Raft, what is this? Do you mean a hardware interface with IO lines for 1, 2, 4, 8, 10, 20, 40, 80, etc? Or is this a software thing like the (new?) 128 bit format that C# provides as a data type aimed at financial data processing, which format is a version of base 10 scientific notation where the actual exponent specifically means powers of ten (as opposed to ordinary floating point numbers where the IEEE spec describes a powers of two exponent but the display of the number is often base 10)?

18

It’s actually a decimal floating point ALU for performing decimal coded operations in hardware. I assume they added it so the mainframe can eventually use the Power processor like the other servers IBM makes. The C# thing is the same thing in software instead of at the hardware level.

Mainframes and other business servers (midrange, etc.) are typically used in financial environments (banking, etc.) where numbers have been traditionally stored and operated on in some sort of packed decimal format for various accuracy reasons related to rounding (binary FP round produces different results than rounding with decimal FP or packed/zoned decimal).

19

BCD in mainframes goes back to the 1950s.

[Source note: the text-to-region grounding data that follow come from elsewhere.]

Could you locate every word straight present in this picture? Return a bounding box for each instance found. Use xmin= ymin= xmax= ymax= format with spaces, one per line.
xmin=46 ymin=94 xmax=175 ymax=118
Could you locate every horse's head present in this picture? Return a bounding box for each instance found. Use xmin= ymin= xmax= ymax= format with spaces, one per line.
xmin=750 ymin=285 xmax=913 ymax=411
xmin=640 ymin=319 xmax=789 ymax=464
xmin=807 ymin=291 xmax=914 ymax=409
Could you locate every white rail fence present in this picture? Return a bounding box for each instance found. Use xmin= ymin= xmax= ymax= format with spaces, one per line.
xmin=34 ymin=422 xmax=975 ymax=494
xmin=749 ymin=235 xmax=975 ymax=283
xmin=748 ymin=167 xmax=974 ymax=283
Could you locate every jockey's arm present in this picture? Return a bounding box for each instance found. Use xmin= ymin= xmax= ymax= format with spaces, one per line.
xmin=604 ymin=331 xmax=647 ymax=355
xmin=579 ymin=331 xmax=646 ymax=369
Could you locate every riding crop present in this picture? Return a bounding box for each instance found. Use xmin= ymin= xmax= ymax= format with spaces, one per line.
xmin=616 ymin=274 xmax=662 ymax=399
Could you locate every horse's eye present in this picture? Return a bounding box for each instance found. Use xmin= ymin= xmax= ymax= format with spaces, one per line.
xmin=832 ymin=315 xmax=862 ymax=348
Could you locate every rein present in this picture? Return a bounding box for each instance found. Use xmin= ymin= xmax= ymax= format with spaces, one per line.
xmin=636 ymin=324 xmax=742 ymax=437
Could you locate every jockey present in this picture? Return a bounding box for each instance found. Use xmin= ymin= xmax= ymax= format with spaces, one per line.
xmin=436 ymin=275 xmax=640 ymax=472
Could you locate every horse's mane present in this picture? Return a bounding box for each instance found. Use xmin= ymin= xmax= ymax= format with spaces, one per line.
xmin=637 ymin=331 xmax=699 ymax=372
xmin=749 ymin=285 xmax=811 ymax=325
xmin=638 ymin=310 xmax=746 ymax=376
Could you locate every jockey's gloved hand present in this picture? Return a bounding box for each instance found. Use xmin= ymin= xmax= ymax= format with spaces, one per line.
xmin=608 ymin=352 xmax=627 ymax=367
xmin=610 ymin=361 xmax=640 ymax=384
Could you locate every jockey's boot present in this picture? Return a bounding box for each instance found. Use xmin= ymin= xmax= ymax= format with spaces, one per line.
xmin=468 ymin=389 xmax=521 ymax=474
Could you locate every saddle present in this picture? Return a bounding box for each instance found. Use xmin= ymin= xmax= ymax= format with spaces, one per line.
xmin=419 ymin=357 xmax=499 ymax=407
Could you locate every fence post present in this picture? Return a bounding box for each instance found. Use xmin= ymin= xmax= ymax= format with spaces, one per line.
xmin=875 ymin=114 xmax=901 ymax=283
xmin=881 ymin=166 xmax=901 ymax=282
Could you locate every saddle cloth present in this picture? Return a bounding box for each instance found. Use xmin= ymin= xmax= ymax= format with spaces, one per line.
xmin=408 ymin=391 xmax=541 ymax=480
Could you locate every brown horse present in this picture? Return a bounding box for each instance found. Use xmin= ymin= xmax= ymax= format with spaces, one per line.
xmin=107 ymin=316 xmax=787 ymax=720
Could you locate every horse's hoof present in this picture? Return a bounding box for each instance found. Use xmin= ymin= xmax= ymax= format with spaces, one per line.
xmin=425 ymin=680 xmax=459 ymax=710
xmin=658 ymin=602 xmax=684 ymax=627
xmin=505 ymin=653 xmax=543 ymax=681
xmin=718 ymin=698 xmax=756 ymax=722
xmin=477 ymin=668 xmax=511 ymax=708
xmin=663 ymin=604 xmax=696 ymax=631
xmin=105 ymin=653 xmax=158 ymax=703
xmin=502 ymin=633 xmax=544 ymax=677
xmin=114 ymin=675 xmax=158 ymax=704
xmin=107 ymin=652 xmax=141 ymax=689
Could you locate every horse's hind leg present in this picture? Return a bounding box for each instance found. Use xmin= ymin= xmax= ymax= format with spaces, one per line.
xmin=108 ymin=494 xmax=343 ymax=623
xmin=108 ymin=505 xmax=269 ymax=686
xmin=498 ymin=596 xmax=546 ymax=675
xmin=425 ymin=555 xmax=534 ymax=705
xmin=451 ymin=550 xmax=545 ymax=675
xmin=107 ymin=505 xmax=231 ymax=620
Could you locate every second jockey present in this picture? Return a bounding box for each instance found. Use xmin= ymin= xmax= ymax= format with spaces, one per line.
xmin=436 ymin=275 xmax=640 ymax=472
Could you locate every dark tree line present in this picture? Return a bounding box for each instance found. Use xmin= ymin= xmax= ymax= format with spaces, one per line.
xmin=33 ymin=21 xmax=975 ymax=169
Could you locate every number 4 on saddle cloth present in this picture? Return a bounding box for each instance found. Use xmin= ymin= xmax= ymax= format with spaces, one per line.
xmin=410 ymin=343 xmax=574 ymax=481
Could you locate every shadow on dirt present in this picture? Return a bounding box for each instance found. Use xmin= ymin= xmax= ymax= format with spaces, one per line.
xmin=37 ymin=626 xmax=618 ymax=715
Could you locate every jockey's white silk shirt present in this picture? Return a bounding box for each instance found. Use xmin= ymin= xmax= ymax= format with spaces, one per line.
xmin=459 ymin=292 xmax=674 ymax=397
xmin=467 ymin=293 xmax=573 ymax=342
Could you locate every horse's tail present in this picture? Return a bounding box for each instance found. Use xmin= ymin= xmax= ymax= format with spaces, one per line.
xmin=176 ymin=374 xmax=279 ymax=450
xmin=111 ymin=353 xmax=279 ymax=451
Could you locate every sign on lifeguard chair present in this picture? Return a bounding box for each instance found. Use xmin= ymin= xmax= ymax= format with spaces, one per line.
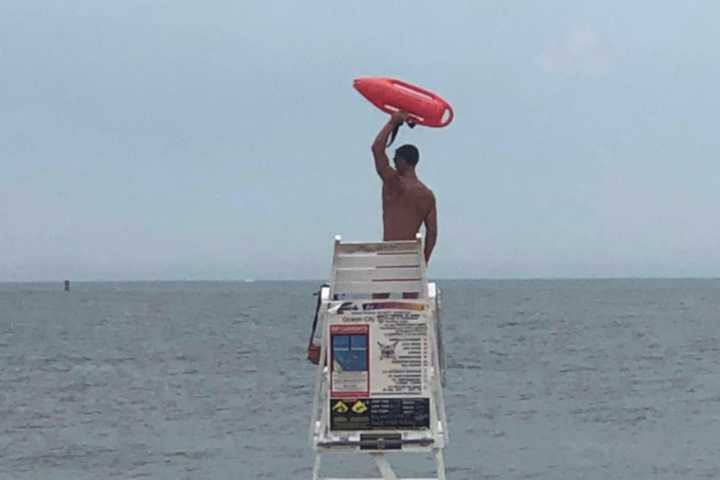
xmin=308 ymin=234 xmax=448 ymax=480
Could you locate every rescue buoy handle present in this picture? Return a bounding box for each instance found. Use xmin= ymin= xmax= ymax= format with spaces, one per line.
xmin=440 ymin=104 xmax=454 ymax=128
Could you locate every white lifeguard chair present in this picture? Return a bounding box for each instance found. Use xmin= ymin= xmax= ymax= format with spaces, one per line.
xmin=308 ymin=234 xmax=448 ymax=480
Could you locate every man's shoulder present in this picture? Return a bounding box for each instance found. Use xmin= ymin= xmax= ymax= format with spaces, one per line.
xmin=418 ymin=181 xmax=435 ymax=200
xmin=411 ymin=181 xmax=435 ymax=210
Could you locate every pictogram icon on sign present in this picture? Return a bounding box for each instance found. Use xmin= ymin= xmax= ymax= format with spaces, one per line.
xmin=352 ymin=400 xmax=368 ymax=414
xmin=333 ymin=401 xmax=349 ymax=413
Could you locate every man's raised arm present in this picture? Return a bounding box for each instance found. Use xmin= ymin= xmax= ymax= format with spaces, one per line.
xmin=371 ymin=112 xmax=407 ymax=181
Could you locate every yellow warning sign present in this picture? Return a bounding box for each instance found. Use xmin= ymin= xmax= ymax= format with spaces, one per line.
xmin=333 ymin=401 xmax=349 ymax=413
xmin=352 ymin=400 xmax=368 ymax=414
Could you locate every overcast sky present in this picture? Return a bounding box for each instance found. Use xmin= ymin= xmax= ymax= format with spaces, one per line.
xmin=2 ymin=1 xmax=719 ymax=281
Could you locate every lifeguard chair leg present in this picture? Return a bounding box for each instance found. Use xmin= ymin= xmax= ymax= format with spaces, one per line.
xmin=312 ymin=453 xmax=322 ymax=480
xmin=433 ymin=448 xmax=447 ymax=480
xmin=372 ymin=452 xmax=398 ymax=480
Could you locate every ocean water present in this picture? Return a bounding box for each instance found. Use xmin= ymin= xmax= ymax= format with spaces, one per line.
xmin=1 ymin=280 xmax=719 ymax=479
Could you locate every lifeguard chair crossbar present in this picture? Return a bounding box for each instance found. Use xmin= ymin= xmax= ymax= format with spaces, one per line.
xmin=308 ymin=234 xmax=448 ymax=480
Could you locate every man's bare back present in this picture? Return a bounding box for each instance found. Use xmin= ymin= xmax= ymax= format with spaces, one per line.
xmin=371 ymin=112 xmax=438 ymax=262
xmin=382 ymin=177 xmax=434 ymax=240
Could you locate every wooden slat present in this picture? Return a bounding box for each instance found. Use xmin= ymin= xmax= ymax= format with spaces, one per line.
xmin=335 ymin=267 xmax=422 ymax=283
xmin=333 ymin=280 xmax=424 ymax=295
xmin=335 ymin=253 xmax=421 ymax=269
xmin=335 ymin=241 xmax=419 ymax=255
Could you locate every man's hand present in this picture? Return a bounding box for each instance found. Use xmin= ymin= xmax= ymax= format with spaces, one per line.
xmin=390 ymin=111 xmax=409 ymax=125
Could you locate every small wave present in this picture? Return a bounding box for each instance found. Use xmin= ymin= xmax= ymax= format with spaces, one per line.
xmin=448 ymin=362 xmax=483 ymax=370
xmin=498 ymin=321 xmax=520 ymax=328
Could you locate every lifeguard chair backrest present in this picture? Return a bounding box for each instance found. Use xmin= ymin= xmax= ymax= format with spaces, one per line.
xmin=329 ymin=234 xmax=427 ymax=300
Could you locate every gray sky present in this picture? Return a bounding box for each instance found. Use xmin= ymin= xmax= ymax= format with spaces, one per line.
xmin=2 ymin=1 xmax=719 ymax=281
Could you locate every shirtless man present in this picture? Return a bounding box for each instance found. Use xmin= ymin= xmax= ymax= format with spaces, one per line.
xmin=371 ymin=112 xmax=437 ymax=263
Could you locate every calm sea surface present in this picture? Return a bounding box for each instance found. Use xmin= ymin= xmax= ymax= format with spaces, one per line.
xmin=1 ymin=280 xmax=719 ymax=479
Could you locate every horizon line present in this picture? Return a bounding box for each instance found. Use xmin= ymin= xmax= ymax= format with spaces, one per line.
xmin=1 ymin=275 xmax=719 ymax=284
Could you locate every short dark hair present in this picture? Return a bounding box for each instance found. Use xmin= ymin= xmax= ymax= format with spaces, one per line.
xmin=395 ymin=144 xmax=419 ymax=167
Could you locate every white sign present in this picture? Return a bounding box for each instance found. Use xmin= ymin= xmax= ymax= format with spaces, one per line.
xmin=328 ymin=301 xmax=431 ymax=399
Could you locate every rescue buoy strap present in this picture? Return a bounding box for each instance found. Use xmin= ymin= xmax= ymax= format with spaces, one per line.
xmin=386 ymin=121 xmax=416 ymax=147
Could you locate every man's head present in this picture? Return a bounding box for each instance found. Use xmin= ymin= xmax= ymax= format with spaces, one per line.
xmin=393 ymin=144 xmax=419 ymax=173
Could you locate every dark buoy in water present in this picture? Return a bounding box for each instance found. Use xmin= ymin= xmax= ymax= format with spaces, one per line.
xmin=64 ymin=280 xmax=70 ymax=292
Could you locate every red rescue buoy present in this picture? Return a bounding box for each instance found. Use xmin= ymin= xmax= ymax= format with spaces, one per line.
xmin=353 ymin=77 xmax=454 ymax=128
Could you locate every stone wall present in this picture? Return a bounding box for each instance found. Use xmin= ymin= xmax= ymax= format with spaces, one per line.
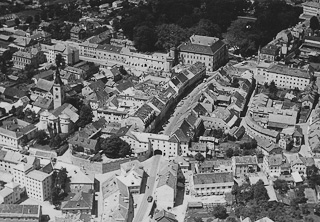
xmin=68 ymin=152 xmax=148 ymax=174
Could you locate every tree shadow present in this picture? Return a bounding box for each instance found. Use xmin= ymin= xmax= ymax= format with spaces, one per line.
xmin=174 ymin=186 xmax=185 ymax=207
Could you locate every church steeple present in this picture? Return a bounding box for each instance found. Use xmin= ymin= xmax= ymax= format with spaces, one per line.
xmin=54 ymin=67 xmax=63 ymax=85
xmin=53 ymin=67 xmax=65 ymax=109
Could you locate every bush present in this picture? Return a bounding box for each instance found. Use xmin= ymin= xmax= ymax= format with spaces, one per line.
xmin=99 ymin=136 xmax=131 ymax=158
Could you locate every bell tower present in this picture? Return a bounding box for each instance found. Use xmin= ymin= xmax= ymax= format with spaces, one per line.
xmin=53 ymin=67 xmax=65 ymax=110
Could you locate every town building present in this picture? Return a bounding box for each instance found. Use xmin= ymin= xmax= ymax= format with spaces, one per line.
xmin=255 ymin=64 xmax=312 ymax=90
xmin=153 ymin=210 xmax=178 ymax=222
xmin=191 ymin=172 xmax=234 ymax=196
xmin=70 ymin=26 xmax=86 ymax=41
xmin=117 ymin=160 xmax=145 ymax=194
xmin=189 ymin=142 xmax=207 ymax=158
xmin=263 ymin=154 xmax=288 ymax=177
xmin=0 ymin=204 xmax=42 ymax=222
xmin=61 ymin=191 xmax=93 ymax=214
xmin=300 ymin=1 xmax=320 ymax=20
xmin=12 ymin=48 xmax=45 ymax=69
xmin=177 ymin=34 xmax=228 ymax=72
xmin=101 ymin=175 xmax=133 ymax=222
xmin=155 ymin=162 xmax=181 ymax=211
xmin=195 ymin=159 xmax=233 ymax=174
xmin=25 ymin=170 xmax=52 ymax=201
xmin=0 ymin=117 xmax=37 ymax=149
xmin=41 ymin=42 xmax=79 ymax=66
xmin=233 ymin=156 xmax=258 ymax=177
xmin=37 ymin=103 xmax=78 ymax=134
xmin=0 ymin=182 xmax=24 ymax=204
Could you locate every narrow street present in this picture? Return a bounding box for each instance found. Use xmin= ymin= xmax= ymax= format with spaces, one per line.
xmin=133 ymin=155 xmax=161 ymax=222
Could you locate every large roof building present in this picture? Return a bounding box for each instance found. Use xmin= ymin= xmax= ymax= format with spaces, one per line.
xmin=178 ymin=34 xmax=228 ymax=71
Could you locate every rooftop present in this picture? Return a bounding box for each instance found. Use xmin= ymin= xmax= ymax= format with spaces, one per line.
xmin=234 ymin=155 xmax=258 ymax=165
xmin=267 ymin=64 xmax=311 ymax=79
xmin=26 ymin=170 xmax=50 ymax=181
xmin=0 ymin=204 xmax=40 ymax=217
xmin=193 ymin=172 xmax=233 ymax=185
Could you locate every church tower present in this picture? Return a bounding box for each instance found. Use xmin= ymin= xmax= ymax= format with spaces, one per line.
xmin=53 ymin=67 xmax=65 ymax=110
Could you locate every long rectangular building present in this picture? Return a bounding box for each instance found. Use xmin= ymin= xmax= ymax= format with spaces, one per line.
xmin=256 ymin=64 xmax=312 ymax=90
xmin=0 ymin=204 xmax=41 ymax=222
xmin=192 ymin=172 xmax=234 ymax=196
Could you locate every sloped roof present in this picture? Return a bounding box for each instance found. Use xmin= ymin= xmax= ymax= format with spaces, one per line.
xmin=178 ymin=39 xmax=225 ymax=56
xmin=154 ymin=210 xmax=178 ymax=222
xmin=35 ymin=79 xmax=54 ymax=92
xmin=61 ymin=192 xmax=93 ymax=210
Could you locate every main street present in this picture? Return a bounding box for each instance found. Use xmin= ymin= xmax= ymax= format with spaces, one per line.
xmin=133 ymin=155 xmax=161 ymax=222
xmin=163 ymin=74 xmax=217 ymax=135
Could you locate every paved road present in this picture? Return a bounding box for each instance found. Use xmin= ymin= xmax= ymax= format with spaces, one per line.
xmin=133 ymin=155 xmax=161 ymax=222
xmin=298 ymin=122 xmax=313 ymax=158
xmin=163 ymin=75 xmax=217 ymax=135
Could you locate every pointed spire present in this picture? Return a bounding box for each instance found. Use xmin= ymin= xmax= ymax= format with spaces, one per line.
xmin=54 ymin=66 xmax=63 ymax=85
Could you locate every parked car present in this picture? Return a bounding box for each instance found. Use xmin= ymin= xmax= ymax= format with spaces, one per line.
xmin=147 ymin=196 xmax=153 ymax=202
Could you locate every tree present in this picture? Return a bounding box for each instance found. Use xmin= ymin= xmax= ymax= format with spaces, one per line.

I don’t know anything about the Power6 implementation.

Summarizing like a madman, each 4-bit nibble was constrained to the values 0-9 and the ALU was able to perform the math directly on values stored that way & output another value in the same format.

For IO, numbers could be stored natively in the format just described.

There were also conversion instructions to take ordinary character data like “1234” as punched on 4 card columns or read from 4 bytes on disk and convert that into a two byte, four nibble value that was really 0x1234 but as a BCD value was still interpretted as one thousand two hundred thirty four when it came time to do math.

And after, say, you multiplied it by two, there were conversion instructions to take the result 0x2468 and convert that to the character string “2468” for writing to tape, disk, or punched card.

The sign was handled pretty weirdly as well.

Aaah, the memories. Sometimes there’s a warm glow, other times a burning pain.

20

BCD was very important when I/O devices were dumb, and CPU cycles were expensive, before the availability of cheap microprocessors. Many computers did not have hardware for doing integer multiply and divide instructions, it was done in (slow) software.